This year’s most popular hairdo for men; the man bun has been sported by everyone from Leonardo DICaprio to Jared Leto, yet it has some serious uncool side effects to it.

Traction alopecia –traction alopecia is a form of alopecia, or gradual hair loss, caused primarily by pulling force being applied to the hair.

Dermatologists warn that donning this fashionable hairdo too tightly for too long could result in hair loss. Perhaps you’re seen or worn one sometime this year.

If you’re been living under a rock or do not know what a man bun is. It’s exactly what it sounds like; a knotted bun on top of your head or at the nape of the neck, worn by men.

According to Medical Daily, “Unfortunately, a person who wears their hair tightly pulled back for long periods of time can end up developing traction alopecia, a condition characterized by mild baldness around the hairline and temples.

The constant pulling of hair leads to inflammation and scarring which forms around the follicles; on the microscopic level.

This in turn, will prevent new hair growth but although it might sound nasty; ‘traction alopecia- related baldness is gradual and relatively painless.’

Do not be one of those who realise the full effect of their tight hairstyles when it’s too late.

Sabra Sullivan, a dermatologist said that although this condition is commonly seen in women, she has seen an increase in male cases.
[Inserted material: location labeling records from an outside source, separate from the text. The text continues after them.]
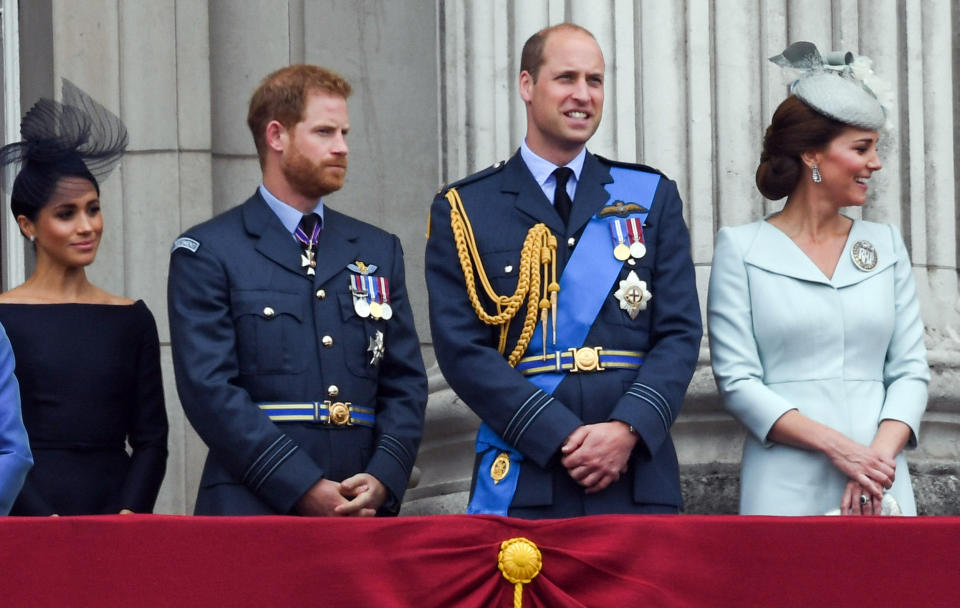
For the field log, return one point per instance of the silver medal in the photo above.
(361, 306)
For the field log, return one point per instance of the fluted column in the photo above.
(689, 90)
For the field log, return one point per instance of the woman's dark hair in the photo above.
(795, 128)
(36, 182)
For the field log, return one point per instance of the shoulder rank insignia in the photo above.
(185, 243)
(362, 268)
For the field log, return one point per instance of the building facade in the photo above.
(689, 90)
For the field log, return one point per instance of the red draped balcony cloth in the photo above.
(451, 561)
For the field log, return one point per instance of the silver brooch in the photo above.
(864, 255)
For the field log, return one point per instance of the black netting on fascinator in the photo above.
(77, 137)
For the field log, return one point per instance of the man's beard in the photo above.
(308, 178)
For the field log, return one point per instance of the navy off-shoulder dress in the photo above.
(90, 386)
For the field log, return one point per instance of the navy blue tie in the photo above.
(561, 200)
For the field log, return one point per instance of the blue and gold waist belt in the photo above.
(338, 413)
(584, 359)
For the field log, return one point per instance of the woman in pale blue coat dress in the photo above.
(815, 331)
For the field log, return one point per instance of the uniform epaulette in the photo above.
(473, 177)
(637, 166)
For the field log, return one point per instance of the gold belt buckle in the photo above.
(586, 359)
(339, 413)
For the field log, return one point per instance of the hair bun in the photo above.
(778, 175)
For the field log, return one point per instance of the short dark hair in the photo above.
(282, 96)
(531, 58)
(795, 128)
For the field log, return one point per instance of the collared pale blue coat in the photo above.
(15, 456)
(248, 325)
(503, 203)
(846, 351)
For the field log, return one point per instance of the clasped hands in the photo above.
(357, 496)
(869, 473)
(596, 455)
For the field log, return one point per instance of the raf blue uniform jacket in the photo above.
(15, 456)
(502, 204)
(230, 352)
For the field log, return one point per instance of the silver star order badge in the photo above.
(375, 348)
(633, 295)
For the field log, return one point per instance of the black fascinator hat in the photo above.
(75, 138)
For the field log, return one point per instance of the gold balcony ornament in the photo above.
(520, 562)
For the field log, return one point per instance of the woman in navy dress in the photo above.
(88, 362)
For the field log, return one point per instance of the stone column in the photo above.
(690, 91)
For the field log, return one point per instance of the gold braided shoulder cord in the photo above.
(538, 268)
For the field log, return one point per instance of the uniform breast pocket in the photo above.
(271, 332)
(361, 339)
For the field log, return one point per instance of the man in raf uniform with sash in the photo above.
(294, 346)
(564, 307)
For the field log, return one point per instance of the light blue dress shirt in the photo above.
(543, 169)
(289, 216)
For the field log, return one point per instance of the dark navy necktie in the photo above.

“It’s really, really common. I see it probably once or twice a week. They’re putting traction on the hair follicles that the hair is not really meant to take. Traction alopecia in men is becoming more common.”

You can do damage to your hair follicles, along with dreadlocks as well as fervent brushing and combing. Although traction alopecia can be treated in its earliest stages, once scarring has begun; it’s irreversible.

Worried that you have to let go of your favourite hairstyle, just to spare your precious mane? Dermatologists, agree that just wearing your hair style looser is enough to prevent any serious damage to your follicles.